Our communication style is quite different from neurotypicals. We are more direct, blunt, honest, and don’t pick up on the smaller unspoken social cues like tone, body language, and facial expressions. It’s not uncommon for an autistic’s body language or facial expression to be mismatched with our emotional state or the tone of our voice. 

Think about it: If you can’t effectively decipher social cues, you can’t effectively use them. Mimicking others can only go so far.  

This apparent mismatch can cause neurotypicals to misinterpret what we are saying. 

For a quick example, let’s look at the response to unwrapping a gift. I can be thrilled about my gift, but my neutral face and flatly delivered “thank you” will undoubtedly, be misinterpreted as not happy with the gift. My parents accused me of not showing enough excitement and appreciation for gifts as a child. “You’re being rude,” was often said to me by my mother. 

Now, when I receive a gift, I consciously make an effort to express my gratitude outwardly. But this is hard. Am I overdoing it? Do they understand how excited I am? Do I come across as fake in my enthusiasm? 

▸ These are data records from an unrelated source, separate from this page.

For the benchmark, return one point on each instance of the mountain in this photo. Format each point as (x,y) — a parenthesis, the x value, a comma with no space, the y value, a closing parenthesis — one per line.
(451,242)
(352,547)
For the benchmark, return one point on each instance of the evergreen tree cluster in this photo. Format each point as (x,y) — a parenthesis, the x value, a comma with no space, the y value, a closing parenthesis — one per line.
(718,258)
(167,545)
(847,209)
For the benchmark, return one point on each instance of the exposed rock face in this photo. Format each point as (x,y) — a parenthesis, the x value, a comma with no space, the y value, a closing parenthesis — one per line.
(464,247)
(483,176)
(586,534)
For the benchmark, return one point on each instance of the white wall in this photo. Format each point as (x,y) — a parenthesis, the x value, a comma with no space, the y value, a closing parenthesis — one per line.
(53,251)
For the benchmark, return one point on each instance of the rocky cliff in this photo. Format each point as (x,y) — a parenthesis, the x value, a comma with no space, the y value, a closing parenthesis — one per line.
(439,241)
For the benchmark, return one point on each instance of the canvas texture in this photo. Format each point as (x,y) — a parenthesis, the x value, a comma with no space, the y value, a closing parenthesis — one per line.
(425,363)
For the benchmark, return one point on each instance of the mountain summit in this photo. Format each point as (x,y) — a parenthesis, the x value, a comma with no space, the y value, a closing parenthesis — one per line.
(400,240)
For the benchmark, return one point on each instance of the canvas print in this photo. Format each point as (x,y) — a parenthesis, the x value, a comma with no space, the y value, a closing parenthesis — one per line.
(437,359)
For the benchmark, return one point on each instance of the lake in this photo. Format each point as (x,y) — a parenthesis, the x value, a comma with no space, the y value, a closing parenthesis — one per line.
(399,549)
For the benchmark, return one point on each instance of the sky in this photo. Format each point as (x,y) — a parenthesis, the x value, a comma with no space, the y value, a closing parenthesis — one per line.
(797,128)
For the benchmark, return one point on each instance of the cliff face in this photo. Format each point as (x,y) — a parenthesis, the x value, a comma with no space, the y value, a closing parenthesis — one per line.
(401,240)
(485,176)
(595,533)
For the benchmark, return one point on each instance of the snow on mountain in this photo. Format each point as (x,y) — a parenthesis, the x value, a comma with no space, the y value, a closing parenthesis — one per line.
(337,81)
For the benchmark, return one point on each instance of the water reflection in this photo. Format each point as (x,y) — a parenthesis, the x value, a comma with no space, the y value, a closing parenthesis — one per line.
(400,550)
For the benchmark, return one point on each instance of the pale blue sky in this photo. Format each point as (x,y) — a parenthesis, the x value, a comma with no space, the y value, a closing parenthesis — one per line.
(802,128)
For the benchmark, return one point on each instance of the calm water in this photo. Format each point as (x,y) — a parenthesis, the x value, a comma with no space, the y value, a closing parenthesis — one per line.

Even when masking, our autistic traits can sometimes leak through. And in a highly standardized world, our differences make us stand out from the norm. We all know what happens if you aren’t ‘normal’ enough. 

Being different or ‘weird’ makes you a target for bullying and gossip.  

Because our brains don’t work ‘normally,’ we can often be told that our actions, words, and thoughts are wrong. 

Believing everything you do and say will be wrong can cause you to hold back and not participate in life and significantly affect your self-confidence. 

Autistics struggle to balance masking for acceptance and maintaining our authentic selves. We need access to appropriate mental health services to help us through these issues and depression.  

More than anything, we need affordable access to therapists specializing in autism. Therapists with the expertise to support adult women are hard to come by (there are only three in my city) and very expensive. 

More than anything, we need affordable access to therapists specializing in autism. It’s not uncommon for autistic adults – especially women – to be misdiagnosed with depression, and the source or reason for that depression is completely missed, overlooked, or ignored. Medications may help some, but we also need support in addressing the underlying causes of depression and anxiety related to our inactions in society.